The goal has been to complete this final project in preparation for the upcoming 2020 celebration of the 100th anniversary of the placing of the foundation stone. Thankfully, due to the generosity of American Catholics and the steadfast work of architects, engineers, artisans, installers and other laborers the Trinity Dome will be dedicated in December, said Msgr. Rossi.

Vision of Faith

The architect for this 100-year-old vision of the National Shrine was Bishop Thomas J. Shahan.

In 1910, one year after being appointed rector of The Catholic University of America, then-Father Shahan shared his vision for a university cathedral with a friend, writing, “I have always admired a great free open space, unbroken by columns, an ideal space for preaching and singing, for seeing and hearing.   Its wall spaces and ceilings ought to be covered with noble historical frescoes depicting the origin and the glories of Catholics in the United States, and particularly in these parts. … In a word, no one would think he had truly seen the Capital of the Nation unless he had paid a visit to this Church. … it would be a monument of artistic truth and sincerity, and thus a mirror of all the beauties of our venerable and holy religion.”

Three years later, Pope Pius X approved plans for the building of a national shrine in the United States, and made a personal contribution for its construction.
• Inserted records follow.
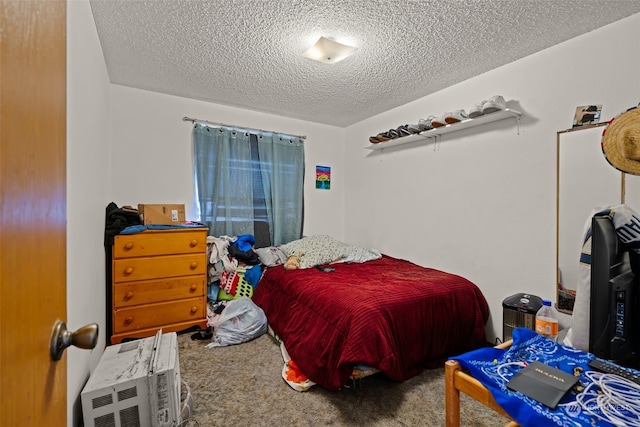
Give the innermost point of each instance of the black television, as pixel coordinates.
(614, 315)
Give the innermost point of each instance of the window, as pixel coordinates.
(249, 183)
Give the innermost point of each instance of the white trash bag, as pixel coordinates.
(240, 321)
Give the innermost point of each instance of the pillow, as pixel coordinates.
(271, 255)
(315, 250)
(358, 254)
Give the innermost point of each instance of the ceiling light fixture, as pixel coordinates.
(328, 51)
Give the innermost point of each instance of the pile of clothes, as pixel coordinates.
(234, 268)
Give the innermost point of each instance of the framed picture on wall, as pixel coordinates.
(587, 115)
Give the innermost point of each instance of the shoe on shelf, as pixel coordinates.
(476, 110)
(495, 103)
(437, 122)
(414, 128)
(382, 137)
(404, 130)
(393, 134)
(455, 117)
(426, 124)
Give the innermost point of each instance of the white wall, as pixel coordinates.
(483, 204)
(152, 153)
(88, 172)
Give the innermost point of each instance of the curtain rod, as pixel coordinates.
(189, 119)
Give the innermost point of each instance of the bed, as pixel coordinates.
(386, 313)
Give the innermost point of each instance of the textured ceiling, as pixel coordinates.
(248, 53)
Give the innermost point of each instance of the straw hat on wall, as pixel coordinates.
(621, 142)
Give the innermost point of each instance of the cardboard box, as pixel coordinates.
(162, 214)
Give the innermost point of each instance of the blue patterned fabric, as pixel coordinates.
(494, 368)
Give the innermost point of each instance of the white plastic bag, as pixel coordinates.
(240, 321)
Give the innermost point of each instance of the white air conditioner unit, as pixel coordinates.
(136, 384)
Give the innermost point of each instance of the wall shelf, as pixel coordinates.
(434, 133)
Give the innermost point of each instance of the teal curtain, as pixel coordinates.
(224, 169)
(282, 167)
(223, 179)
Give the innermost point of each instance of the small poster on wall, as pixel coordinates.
(587, 115)
(323, 177)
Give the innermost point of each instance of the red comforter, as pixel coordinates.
(388, 314)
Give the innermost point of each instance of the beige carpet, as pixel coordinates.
(241, 385)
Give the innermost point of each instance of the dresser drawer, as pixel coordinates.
(151, 315)
(165, 242)
(146, 292)
(132, 269)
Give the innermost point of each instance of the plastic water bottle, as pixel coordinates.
(546, 321)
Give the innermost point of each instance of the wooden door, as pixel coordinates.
(32, 210)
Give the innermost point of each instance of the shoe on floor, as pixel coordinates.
(495, 103)
(455, 117)
(439, 121)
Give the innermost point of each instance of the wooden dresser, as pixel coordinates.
(159, 280)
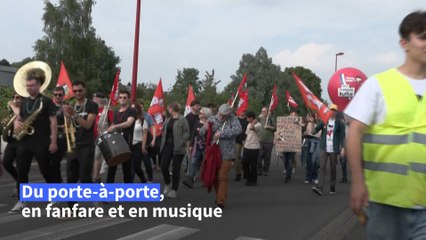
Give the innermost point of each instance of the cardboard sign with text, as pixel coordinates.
(288, 137)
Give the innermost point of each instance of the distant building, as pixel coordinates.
(6, 75)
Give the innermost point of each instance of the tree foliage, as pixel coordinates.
(183, 79)
(70, 37)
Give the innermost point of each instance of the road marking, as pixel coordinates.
(161, 232)
(69, 229)
(248, 238)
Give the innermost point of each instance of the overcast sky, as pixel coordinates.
(214, 34)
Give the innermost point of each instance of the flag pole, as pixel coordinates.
(269, 108)
(136, 52)
(235, 98)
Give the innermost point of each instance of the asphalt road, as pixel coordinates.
(271, 210)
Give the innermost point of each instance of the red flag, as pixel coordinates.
(189, 99)
(114, 91)
(243, 82)
(231, 100)
(312, 101)
(243, 103)
(65, 82)
(274, 99)
(290, 100)
(156, 107)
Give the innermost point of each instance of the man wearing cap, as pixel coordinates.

That same year, the board of trustees of The Catholic University of America donated land at the southwest corner of the campus for Father Shahan’s vision for the shrine.

The National Shrine was dedicated Nov. 20, 1959, the same year that the superstructure of the Great Upper Church was completed. Embellishment and ornamentation of the interior has continued ever since.
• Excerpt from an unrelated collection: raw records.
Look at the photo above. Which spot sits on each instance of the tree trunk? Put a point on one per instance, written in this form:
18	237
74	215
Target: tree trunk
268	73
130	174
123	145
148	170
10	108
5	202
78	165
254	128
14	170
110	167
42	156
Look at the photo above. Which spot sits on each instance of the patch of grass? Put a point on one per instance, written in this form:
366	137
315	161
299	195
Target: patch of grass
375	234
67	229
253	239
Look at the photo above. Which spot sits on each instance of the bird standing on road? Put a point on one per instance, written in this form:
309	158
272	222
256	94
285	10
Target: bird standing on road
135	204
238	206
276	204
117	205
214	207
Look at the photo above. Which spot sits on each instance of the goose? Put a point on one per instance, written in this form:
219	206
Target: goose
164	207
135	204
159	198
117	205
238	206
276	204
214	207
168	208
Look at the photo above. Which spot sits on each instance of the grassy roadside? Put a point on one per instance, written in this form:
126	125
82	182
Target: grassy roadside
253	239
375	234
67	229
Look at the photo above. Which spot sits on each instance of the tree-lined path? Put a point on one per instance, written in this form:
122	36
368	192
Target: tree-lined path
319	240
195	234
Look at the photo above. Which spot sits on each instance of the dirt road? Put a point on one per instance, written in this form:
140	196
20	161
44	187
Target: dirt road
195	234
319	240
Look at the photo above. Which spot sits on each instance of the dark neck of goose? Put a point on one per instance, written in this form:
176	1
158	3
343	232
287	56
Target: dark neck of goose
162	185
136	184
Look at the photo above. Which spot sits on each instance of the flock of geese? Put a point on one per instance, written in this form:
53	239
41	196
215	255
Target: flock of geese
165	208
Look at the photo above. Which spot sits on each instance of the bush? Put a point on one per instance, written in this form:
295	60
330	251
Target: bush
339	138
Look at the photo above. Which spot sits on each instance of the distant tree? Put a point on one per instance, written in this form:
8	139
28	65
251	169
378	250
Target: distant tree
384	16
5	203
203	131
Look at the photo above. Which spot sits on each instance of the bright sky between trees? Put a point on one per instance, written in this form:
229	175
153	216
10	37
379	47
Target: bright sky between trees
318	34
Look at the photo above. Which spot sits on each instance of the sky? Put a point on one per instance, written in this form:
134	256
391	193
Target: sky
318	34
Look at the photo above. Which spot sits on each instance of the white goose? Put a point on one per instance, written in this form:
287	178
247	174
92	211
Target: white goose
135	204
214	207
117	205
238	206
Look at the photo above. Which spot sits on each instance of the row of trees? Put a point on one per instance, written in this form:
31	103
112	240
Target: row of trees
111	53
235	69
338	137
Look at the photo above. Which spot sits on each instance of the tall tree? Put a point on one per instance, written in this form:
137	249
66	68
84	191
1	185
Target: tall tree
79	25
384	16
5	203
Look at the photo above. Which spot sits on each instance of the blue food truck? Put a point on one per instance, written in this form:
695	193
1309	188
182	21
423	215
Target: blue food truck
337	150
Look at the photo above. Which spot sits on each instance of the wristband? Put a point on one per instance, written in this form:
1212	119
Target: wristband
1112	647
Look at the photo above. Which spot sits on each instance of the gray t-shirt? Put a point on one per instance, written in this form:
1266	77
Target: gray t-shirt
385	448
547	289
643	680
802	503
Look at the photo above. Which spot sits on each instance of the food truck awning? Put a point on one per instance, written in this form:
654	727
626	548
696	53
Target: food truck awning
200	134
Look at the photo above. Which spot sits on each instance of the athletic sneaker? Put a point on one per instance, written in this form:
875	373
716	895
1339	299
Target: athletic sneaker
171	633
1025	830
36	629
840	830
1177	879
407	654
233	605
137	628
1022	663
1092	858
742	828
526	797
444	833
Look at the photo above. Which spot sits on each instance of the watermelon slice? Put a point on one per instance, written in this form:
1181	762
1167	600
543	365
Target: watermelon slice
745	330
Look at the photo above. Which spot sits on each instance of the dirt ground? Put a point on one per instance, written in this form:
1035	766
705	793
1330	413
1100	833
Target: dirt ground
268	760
Today the Basilica, affectionately referred to as America’s Catholic Church, is the largest Roman Catholic Church in North America and one of the 10 largest churches in the world. It was designated a National Sanctuary of Prayer and Pilgrimage by the U.S. Conference of Catholic Bishops.

The Basilica is now a separate entity and continues to serve the university community, along with pilgrims from across the nation and around the world.
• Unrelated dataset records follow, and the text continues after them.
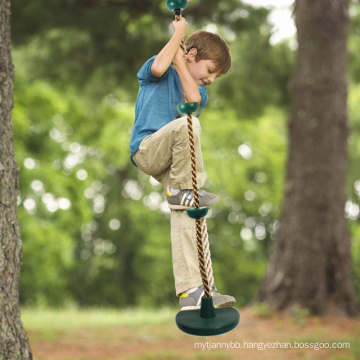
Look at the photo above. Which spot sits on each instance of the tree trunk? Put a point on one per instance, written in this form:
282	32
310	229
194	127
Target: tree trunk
14	344
311	261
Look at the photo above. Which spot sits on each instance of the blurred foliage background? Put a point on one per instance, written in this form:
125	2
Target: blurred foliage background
96	231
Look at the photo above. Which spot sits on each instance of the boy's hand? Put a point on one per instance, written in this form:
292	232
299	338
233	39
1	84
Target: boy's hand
179	57
180	27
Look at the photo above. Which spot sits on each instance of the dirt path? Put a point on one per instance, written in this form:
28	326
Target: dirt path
153	342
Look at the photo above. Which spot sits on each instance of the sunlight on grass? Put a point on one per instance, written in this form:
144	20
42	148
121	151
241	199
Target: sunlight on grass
40	319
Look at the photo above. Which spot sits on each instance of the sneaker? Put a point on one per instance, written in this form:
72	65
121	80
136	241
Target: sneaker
192	301
184	199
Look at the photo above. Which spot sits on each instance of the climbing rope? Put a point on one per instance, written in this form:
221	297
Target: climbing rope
202	241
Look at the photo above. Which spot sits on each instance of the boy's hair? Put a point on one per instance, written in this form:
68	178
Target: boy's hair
210	46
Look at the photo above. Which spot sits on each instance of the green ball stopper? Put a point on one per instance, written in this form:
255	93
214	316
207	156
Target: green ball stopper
196	213
188	108
176	4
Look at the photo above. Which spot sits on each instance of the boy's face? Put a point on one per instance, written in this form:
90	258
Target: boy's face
204	71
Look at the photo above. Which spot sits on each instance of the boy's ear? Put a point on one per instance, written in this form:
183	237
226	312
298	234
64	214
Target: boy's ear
191	54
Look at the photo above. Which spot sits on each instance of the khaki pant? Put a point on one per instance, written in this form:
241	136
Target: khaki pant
165	155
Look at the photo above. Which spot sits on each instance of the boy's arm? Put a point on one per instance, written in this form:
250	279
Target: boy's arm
188	84
165	57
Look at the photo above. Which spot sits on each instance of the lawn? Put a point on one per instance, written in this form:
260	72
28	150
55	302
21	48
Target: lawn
135	334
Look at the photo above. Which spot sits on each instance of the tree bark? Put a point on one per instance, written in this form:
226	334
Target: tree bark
310	263
14	344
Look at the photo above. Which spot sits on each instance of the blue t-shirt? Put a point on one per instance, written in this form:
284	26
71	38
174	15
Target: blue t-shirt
157	101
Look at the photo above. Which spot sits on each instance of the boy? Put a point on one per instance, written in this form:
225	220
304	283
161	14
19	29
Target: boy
159	144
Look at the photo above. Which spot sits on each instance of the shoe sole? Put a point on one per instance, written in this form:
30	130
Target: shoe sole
183	207
218	306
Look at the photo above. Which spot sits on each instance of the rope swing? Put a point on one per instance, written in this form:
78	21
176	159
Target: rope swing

When Pope John Paul II came to visit the Basilica in 1979 he acknowledged that the Shrine “speaks to us with the voice of all . . . the sons and daughters of America, who have come here from the various countries of the Old World. When they came, they brought with them in their hearts the same love for the Mother of God that was characteristic of their ancestors and of themselves in their native lands. These people, speaking different languages, coming from different backgrounds of history and traditions in their own countries, came together around the heart of a Mother they all had in common.”

In 1990, Pope John Paul II formally declared the National Shrine a minor basilica.

Devotion to Mary

In light of the completion of Trinity Dome, and the National Shrine, Msgr. Rossi reflected, “Since religious art is meant to move people to greater faith and devotion, my hope is that when pilgrims look up at the Trinity Dome and ‘seek those things that are above,’ they will see the Trinity, they will see Mary and the 13 saints, who all strove for a blessed life and who give example on our own path to holiness.”